UV-VIS absorbance, inductively coupled plasma-optical emission spectroscopy (ICP-OES), and particle beam/hollow cathode-optical emission spectroscopy (PB/HC-OES) are presented as techniques for determining Cr³⁺ loading into transferrin (Tf), with and without Fe³⁺. The methods are compared based on loading percentages (i.e. 100% loading would be equal to 2 Mⁿ⁺ : 1 Tf) determined for Cr³⁺ loading into apo-transferrin. Spectral interferences and overlapping LMCT bands cause inaccurate chromium (qualitative) and iron (qualitative and quantitative) results for the UV-VIS absorbance method. The ICP-OES and PB/HC-OES methods are in good agreement providing evidence that the PB/HC-OES method is a valid technique for investigating metal–protein complexes. Maximum Cr³⁺ loading into apo-transferrin over a 24 h period was determined to be 26.8 ± 3.5% by the ICP-OES method and 25.3 ± 2.2% by the PB/HC-OES method.
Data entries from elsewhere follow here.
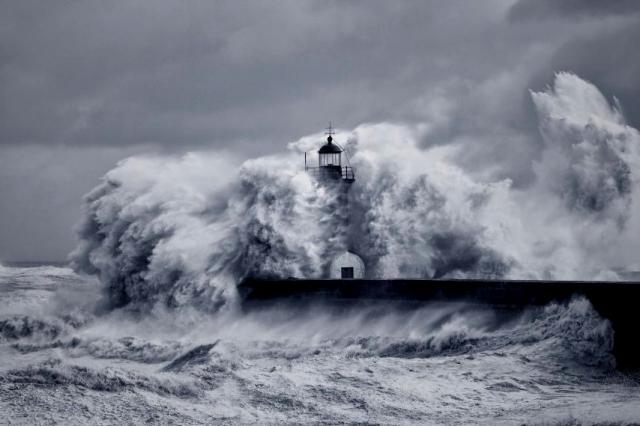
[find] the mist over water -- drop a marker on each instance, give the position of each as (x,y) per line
(147,326)
(184,231)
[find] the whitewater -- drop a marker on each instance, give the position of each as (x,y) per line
(146,324)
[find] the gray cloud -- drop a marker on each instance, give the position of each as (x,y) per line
(544,9)
(249,76)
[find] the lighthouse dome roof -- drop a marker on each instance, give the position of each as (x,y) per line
(329,147)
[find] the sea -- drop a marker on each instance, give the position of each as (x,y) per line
(66,358)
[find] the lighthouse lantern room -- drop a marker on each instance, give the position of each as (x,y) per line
(330,162)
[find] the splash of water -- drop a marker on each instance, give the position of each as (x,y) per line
(183,232)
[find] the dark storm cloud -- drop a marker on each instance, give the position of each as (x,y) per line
(210,73)
(540,9)
(87,76)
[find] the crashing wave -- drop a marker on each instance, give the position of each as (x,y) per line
(185,231)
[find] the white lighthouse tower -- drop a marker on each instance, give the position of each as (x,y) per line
(335,170)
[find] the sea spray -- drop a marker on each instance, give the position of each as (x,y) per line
(184,231)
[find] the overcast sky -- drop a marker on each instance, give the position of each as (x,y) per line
(86,83)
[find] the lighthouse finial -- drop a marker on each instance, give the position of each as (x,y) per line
(330,131)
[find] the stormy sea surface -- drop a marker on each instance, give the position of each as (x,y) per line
(146,325)
(66,361)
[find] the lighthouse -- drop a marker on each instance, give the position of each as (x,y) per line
(332,166)
(335,171)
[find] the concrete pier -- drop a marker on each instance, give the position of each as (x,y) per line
(615,301)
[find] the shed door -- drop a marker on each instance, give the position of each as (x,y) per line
(347,272)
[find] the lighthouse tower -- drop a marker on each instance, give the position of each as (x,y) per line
(334,170)
(331,164)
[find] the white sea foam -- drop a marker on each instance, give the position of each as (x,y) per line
(184,231)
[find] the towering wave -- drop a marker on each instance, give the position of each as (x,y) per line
(185,231)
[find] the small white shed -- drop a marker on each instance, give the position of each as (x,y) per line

Loading percentages were increased to 49.7 ± 1.9% (ICP-OES) and 55.7 ± 3.2% (PB/HC-OES) when the metal-transferrin solution was allowed to incubate for up to 10 days. Under non-excess carbonate conditions the Cr³⁺ loading is elevated over a 24 h incubation time, but under physiological conditions the loading is inhibited. Equal loading of Fe³⁺ and Cr³⁺ into apo-transferrin was achieved when chromium was at a level more than 5 times in excess of iron. Inhibition of Cr³⁺ loading was only observed when an excess of Fe³⁺ was available to bind into apo-transferrin. The ability for Cr³⁺ to displace Fe³⁺ from holo-transferrin was observed as small amounts of Cr³⁺ were loaded into the once occupied metal binding site.